Our member Marilyn Katz writes:
I recommend that a reader approach this book as a series of essays: chapters consisting of separate, but loosely related subjects. I expected to find details about Superman’s Jewish roots. This topic was covered in detail by page 21. The remaining 188 pages cover a variety of topics relating to Jews in Europe, Jews coming to America, Jews hoping to improve their lives, and more about Jews and comic books. I had the feeling that the author wished to include every Jewish reference possible, no matter how tangential.
Douglas Wolk, in Forward.com says “By the point at which Brod is attempting to gerrymander Isaac Asimov’s prose, science fiction and Marc Chagall’s paintings into the discussion, he’s really pushing it.”
One aspect of this book is useful. When Brod describes events, he gives geographic references. I found that the artist and writer Art Spiegelman (referenced below) lived in my neighborhood.

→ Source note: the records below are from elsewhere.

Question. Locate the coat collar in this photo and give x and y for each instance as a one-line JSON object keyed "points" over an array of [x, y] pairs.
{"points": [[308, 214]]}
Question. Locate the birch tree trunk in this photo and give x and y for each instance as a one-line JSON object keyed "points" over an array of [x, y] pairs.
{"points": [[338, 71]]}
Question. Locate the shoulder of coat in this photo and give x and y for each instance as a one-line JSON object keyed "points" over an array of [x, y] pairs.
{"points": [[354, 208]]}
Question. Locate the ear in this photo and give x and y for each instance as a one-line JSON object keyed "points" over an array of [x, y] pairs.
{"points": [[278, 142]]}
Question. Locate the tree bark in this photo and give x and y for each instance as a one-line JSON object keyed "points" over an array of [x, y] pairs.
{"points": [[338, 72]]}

There are several chapters which I found to be of great interest. I particularly recommend the section on Art Spiegelman researching and writing Maus, describing Spiegelman’s interviews with his father. The material about Bay Area writer Michael Chabon, is of great appeal to local readers. Chabon has written several novels, including the Pulitzer Prize-winning The Amazing Adventures of Kavelier and Clay. This book tells the fictional story of two young men of European Jewish background who create comic book heroes.
At times the author’s style is overly pedantic. For example, he tells us: “the formal elements of Lissitzk Had Gadya drawings point toward Cubism, with its scattered planes and geometric forms….The geometric forms tie Lissitzky to the Constructivist and Futurist art movements that dominated Russian modern art at the time, including the Vitebsk school.” In today’s simpler forms of communication such as email, twitter and texting, this is TMI.
At other times the information is well written, in a style reminiscent of a friend telling stories to another friend.